Scarlett turned back to Devil Anse. “Give me the gun, Scarlett, honey,” he was wheedling.

“Demon, go get him!” Scarlett ordered. With a roar the dog threw itself on the old outlaw and bore him to the ground.

That done, Scarlett raced for Buck. She was weeping outright as she fell to her knees. “Oh, my darling love.” Gently, she touched his bloody face with her fingertips. “I can never make it up to you for what my kinfolk have done. I’m gonna let Demon chew Grandpa to rotten little pieces for doing this to you,” she vowed. Hiccoughs replaced the sobs as she bent to peer at him. “Oh lordy, now you really are going to have to get your nose fixed!”

“Scarlett,” Buck said indistinctly. He’d found what seemed to be a loose tooth. “Don’t do anything. Just get your little sister to come pick the lock and get me out of these handcuffs. Quick.”

“Right away, hon,” Scarlett whispered. She couldn’t help it, she bent over him and touched his mouth, his forehead with feather-light kisses. “Oh, I love you so much,” she moaned. “It’s all ruined now, I guess. But I wish you just loved me, too, even if I am a Scraggs.”

“I love you, Scarlett,” Buck said truthfully, “being a Scraggs has nothing to do with it. And we’re going to get married, too. But right now if we don’t get back to town and the Living Christmas Tree program, I’m going to lose my job.”

“You love me?” she whispered, her eyes like stars. “You really love me? Do you know what you just said?”

Buck tried to raise himself up, a difficult move because of his shoulder. “Is the dog killing Devil Anse?” he wanted to know.

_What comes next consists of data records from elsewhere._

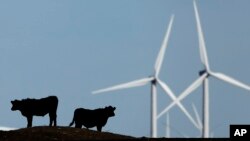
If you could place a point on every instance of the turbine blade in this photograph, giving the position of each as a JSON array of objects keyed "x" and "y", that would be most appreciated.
[
  {"x": 166, "y": 88},
  {"x": 185, "y": 93},
  {"x": 160, "y": 56},
  {"x": 131, "y": 84},
  {"x": 230, "y": 80},
  {"x": 202, "y": 45},
  {"x": 197, "y": 117}
]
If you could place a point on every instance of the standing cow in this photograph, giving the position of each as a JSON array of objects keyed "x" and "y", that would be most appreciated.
[
  {"x": 92, "y": 118},
  {"x": 37, "y": 107}
]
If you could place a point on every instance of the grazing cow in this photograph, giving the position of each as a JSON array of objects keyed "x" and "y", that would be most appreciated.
[
  {"x": 37, "y": 107},
  {"x": 92, "y": 118}
]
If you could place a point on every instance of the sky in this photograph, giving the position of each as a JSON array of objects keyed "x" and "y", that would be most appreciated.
[{"x": 71, "y": 48}]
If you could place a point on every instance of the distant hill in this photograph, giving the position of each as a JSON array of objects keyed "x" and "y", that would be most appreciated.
[{"x": 44, "y": 133}]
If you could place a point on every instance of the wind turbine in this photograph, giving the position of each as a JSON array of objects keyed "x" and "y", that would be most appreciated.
[
  {"x": 153, "y": 80},
  {"x": 203, "y": 79}
]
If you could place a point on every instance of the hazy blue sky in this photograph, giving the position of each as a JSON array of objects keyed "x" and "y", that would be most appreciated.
[{"x": 70, "y": 48}]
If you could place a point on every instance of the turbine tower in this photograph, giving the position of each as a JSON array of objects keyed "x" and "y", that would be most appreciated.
[
  {"x": 203, "y": 79},
  {"x": 153, "y": 80}
]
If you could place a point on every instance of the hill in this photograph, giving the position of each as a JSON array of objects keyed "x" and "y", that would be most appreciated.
[{"x": 44, "y": 133}]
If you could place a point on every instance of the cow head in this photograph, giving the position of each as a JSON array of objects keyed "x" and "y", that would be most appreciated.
[
  {"x": 110, "y": 111},
  {"x": 15, "y": 105}
]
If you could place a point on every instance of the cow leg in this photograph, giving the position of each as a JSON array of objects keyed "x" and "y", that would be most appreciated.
[
  {"x": 99, "y": 128},
  {"x": 52, "y": 118},
  {"x": 29, "y": 120}
]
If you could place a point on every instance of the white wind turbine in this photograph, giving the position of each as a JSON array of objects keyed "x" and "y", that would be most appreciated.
[
  {"x": 203, "y": 79},
  {"x": 153, "y": 80}
]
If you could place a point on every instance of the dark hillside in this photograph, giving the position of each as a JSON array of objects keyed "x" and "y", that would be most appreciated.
[{"x": 44, "y": 133}]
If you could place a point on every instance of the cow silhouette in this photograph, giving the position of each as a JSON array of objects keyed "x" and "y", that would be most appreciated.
[
  {"x": 92, "y": 118},
  {"x": 37, "y": 107}
]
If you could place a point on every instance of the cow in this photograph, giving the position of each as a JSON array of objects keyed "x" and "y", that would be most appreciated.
[
  {"x": 92, "y": 118},
  {"x": 37, "y": 107}
]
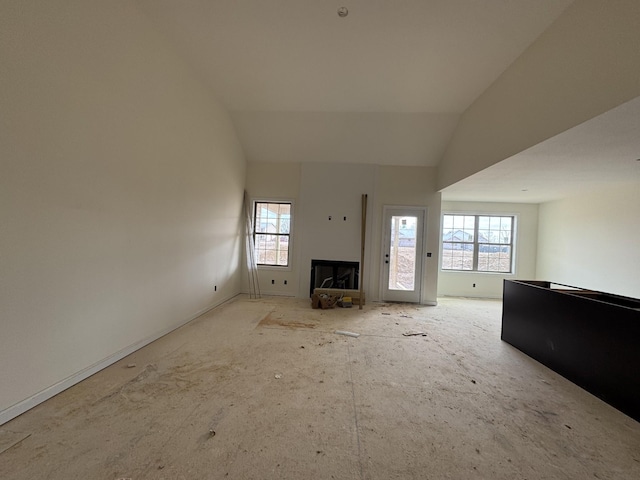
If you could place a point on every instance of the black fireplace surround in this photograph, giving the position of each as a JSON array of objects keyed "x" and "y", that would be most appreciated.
[{"x": 334, "y": 274}]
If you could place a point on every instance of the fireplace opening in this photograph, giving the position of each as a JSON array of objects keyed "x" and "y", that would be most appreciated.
[{"x": 334, "y": 274}]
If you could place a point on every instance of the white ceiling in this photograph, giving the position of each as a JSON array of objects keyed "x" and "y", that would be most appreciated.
[
  {"x": 432, "y": 56},
  {"x": 601, "y": 152},
  {"x": 386, "y": 85}
]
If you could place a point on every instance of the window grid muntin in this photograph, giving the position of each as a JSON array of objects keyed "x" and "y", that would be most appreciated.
[
  {"x": 276, "y": 215},
  {"x": 483, "y": 241}
]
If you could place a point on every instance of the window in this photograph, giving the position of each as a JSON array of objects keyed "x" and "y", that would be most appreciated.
[
  {"x": 480, "y": 243},
  {"x": 272, "y": 232}
]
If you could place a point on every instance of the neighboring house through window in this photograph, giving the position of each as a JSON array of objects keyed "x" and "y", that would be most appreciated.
[
  {"x": 481, "y": 243},
  {"x": 272, "y": 233}
]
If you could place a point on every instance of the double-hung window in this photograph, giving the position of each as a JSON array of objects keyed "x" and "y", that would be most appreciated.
[
  {"x": 481, "y": 243},
  {"x": 272, "y": 233}
]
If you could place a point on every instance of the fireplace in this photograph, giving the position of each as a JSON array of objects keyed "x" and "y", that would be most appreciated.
[{"x": 334, "y": 274}]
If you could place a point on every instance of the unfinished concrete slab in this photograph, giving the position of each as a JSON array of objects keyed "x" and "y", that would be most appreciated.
[{"x": 266, "y": 389}]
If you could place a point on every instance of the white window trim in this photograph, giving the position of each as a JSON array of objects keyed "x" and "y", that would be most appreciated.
[
  {"x": 277, "y": 268},
  {"x": 514, "y": 253}
]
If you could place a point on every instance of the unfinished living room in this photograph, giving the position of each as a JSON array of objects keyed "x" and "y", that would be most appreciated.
[{"x": 305, "y": 239}]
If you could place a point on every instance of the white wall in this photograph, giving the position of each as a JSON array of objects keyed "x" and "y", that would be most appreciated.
[
  {"x": 490, "y": 285},
  {"x": 334, "y": 191},
  {"x": 322, "y": 190},
  {"x": 584, "y": 64},
  {"x": 593, "y": 240},
  {"x": 120, "y": 193}
]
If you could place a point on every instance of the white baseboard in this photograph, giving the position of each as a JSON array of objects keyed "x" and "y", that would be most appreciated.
[{"x": 30, "y": 402}]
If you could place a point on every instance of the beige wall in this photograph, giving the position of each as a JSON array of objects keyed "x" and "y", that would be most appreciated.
[
  {"x": 592, "y": 240},
  {"x": 120, "y": 193},
  {"x": 319, "y": 191},
  {"x": 585, "y": 64},
  {"x": 489, "y": 285}
]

Gently, Scarlett put both hands on the sides of his face. “No, it just sounds like Demon’s tearing his throat out. That’s just so he won’t try to get away.”

“Scarlett,” Buck said again, urgently.

“Yes, love,” she murmured, still gazing at him with adoration in her eyes. “Farrie’ll come and pick the lock on your handcuffs and we’ll get you out of here. Right after she ties up the lookout.”

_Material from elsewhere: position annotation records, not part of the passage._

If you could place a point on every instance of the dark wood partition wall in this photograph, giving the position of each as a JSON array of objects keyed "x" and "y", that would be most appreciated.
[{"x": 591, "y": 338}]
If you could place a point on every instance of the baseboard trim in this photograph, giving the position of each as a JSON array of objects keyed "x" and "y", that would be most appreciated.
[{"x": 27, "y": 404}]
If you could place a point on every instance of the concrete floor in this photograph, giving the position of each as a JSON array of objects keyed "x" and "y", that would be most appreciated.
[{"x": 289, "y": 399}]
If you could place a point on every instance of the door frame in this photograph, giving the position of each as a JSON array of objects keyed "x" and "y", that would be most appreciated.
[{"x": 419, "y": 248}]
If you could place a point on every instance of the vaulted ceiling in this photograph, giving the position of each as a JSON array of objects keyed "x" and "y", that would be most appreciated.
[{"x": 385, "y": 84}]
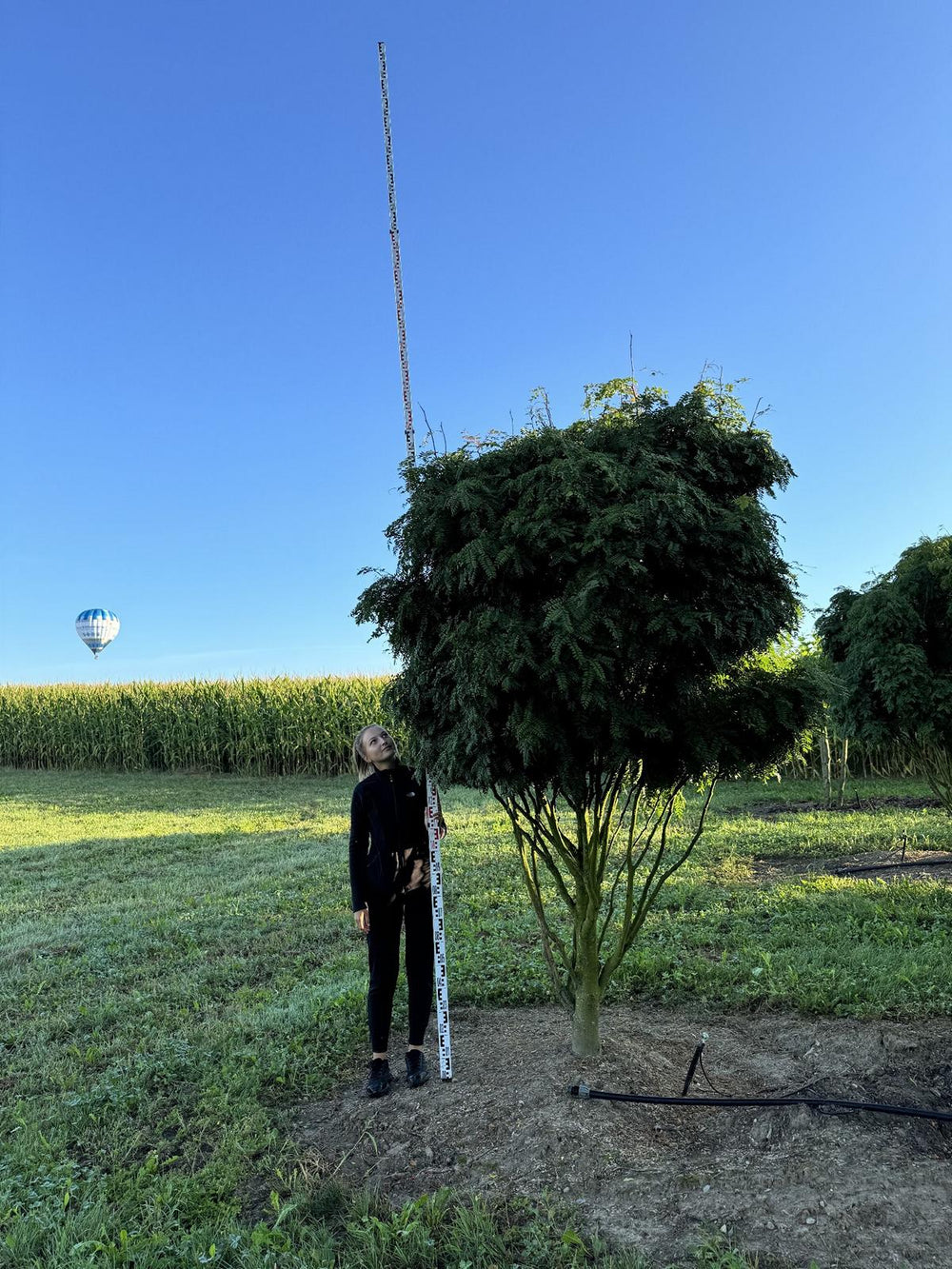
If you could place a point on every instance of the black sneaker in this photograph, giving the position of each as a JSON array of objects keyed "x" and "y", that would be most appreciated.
[
  {"x": 380, "y": 1078},
  {"x": 417, "y": 1073}
]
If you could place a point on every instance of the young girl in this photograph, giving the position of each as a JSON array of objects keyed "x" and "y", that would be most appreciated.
[{"x": 390, "y": 887}]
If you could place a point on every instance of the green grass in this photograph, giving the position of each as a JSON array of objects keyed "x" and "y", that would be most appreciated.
[{"x": 178, "y": 967}]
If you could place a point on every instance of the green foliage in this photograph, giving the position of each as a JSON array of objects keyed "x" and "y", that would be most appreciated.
[
  {"x": 583, "y": 597},
  {"x": 891, "y": 647},
  {"x": 251, "y": 726},
  {"x": 579, "y": 614}
]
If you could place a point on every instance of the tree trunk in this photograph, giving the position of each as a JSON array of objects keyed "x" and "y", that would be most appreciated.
[{"x": 588, "y": 1001}]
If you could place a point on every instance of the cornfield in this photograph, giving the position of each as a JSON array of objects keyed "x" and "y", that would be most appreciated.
[{"x": 251, "y": 726}]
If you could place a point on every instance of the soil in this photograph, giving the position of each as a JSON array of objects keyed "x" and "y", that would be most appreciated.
[
  {"x": 779, "y": 810},
  {"x": 883, "y": 864},
  {"x": 794, "y": 1185}
]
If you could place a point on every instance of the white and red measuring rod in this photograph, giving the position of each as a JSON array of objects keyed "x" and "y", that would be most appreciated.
[{"x": 440, "y": 942}]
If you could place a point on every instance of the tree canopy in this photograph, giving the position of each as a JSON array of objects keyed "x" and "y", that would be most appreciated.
[
  {"x": 891, "y": 647},
  {"x": 567, "y": 599},
  {"x": 583, "y": 618}
]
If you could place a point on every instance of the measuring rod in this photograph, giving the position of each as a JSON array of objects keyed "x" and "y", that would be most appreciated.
[{"x": 440, "y": 942}]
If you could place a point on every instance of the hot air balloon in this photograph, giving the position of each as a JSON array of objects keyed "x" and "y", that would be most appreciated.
[{"x": 97, "y": 627}]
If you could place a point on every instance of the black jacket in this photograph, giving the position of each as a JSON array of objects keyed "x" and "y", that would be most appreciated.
[{"x": 387, "y": 819}]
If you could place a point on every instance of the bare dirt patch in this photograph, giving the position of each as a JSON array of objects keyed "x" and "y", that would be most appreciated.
[
  {"x": 792, "y": 1184},
  {"x": 780, "y": 810},
  {"x": 885, "y": 864}
]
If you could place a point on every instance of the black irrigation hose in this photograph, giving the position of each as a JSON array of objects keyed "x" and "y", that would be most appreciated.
[
  {"x": 583, "y": 1090},
  {"x": 912, "y": 863}
]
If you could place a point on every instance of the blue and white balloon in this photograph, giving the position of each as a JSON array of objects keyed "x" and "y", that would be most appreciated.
[{"x": 97, "y": 627}]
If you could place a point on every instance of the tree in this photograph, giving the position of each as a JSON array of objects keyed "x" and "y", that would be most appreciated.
[
  {"x": 891, "y": 647},
  {"x": 578, "y": 613}
]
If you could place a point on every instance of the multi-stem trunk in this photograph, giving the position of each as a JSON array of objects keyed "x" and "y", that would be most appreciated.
[{"x": 592, "y": 888}]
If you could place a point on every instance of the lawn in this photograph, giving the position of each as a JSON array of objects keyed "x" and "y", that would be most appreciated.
[{"x": 179, "y": 970}]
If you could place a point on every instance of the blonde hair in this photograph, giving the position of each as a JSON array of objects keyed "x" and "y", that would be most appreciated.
[{"x": 361, "y": 762}]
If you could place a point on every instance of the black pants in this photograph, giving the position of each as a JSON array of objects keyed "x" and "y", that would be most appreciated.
[{"x": 414, "y": 913}]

“Lookout?” Buck said. “What lookout?”

A few minutes later Buck lifted Byron Turnipseed from the ground as best he could using his disabled arm, and set him on his feet.

“I’m sure sorry about this,” Buck said. “What we had was – ah, a case of mistaken identity. The dog had you tagged as the hijackers’ lookout.”

“Oh, not at all, Sheriff, not at all.” The Georgia criminal investigation department officer bent over to pick up his glasses and his gray fedora. “I should have let you know I was in the vicinity. That was tremendous K-Nine work, I didn’t even know you were training dogs up here in Jackson County. Your animal took me out very efficiently, without a scratch.” He examined the elbow of his gray suit, which was missing. “Well, my clothes sustained a little damage, but nothing to worry about.” He looked around, nodding approvingly. “Yes, really a commendable piece of work, your K-Nine holding me down like that until the handler took over.”

“I’m not the handler,” Farrie piped, “I’m a -”

Witness,” Buck said loudly. He pushed Farrie, who was still carrying her sawed-off shotgun, behind him while his face told Scarlett to do something with her little sister. “It’s a little unusual using a juvenile, but it – ah, cracked the case.”

“No it didn’t,” Farrie shouted, “Scarlett did! Y’all aren’t listening to me, but I gotta get outta here. They’re already starting down at the courthouse!”

“And I’m glad to see you’ve got women on the force now,” Turnipseed said, turning to Scarlett. “Undercover, too. That’s fine affirmative action, Buck, considering the limited size of your department.”

“The child’s got a point, it’s getting late.” Buck tactfully herded them toward the Blazer, keeping the shotgun pointed at Devil Anse’s neck. “I believe I told you about the trouble with the injunction against religious scenes on courthouse property.”